Opini  

Pola Pelestarian Lingkungan Berbasis Kearifan Lokal Minangkabau

Oleh : Prof Raudha Thaib

Kayu tidak boleh berasal dari kayu yang sedang dalam masa berbunga.

Umumnya jenis kayu yang dipakai untuk bangunan rumah gadang disesuaikan dengan kegunaan, seperti untuk tiang, lantai, dinding, pintu, paran dan lain-lain.

Atap rumah gadang umumnya dari ijuk yang tahan api.

Tiang utama dan kuda-kuda.

Sewaktu akan memancangkan tonggak tuo (tiang utama) dan menaikkan kudo-kudo (punca atap) diadakan suatu upacara.

Bibit tebu, bibit kelapa, benih padi, bibit pisang dan buahnya, diikatkan pada tonggak tuo atau pada kayu kudo-kudo sebagai lambang dari keinginan terhadap kesuburan dan sebagai konversi lahan kering yang telah dijadikan tapak rumah.

Hal yang cukup penting untuk diamati lebih jauh adalah prinsip-prinsip penataan lingkungan yang mereka pakai.

Ajaran adatnya yang perpunca kepada alam, dan alam mengajarkan prinsip keseimbangan kepadanya, dicoba dituang dalam berbagai aspeknya.

Penataannya berada dalam pola simetris.
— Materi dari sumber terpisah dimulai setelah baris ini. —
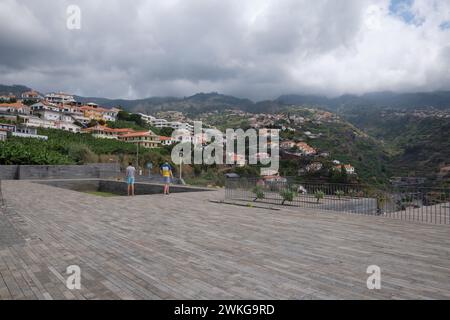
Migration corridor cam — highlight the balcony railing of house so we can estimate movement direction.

Sehingga rumah gadang sebagai bangunan yang juga simetris sejalan dengan keseimbangan alam lingkungannya.

Orang Minangkabau sangat mempertimbangkan keberadaan sastwa baik yang dipelihara maupun yang liar dalam kehidupan mereka terutama di sekitar rumah gadang mereka.

Dengan menata pekarangan sedemikian rupa memberi kesempatan atau mengundang satwa liar untuk hidup di sekitar rumah gadang, seperti burung pipit, balam yang bersarang dipohon limau.
Lebah bergantung di paran rumah dengan aman tanpa ditakuti.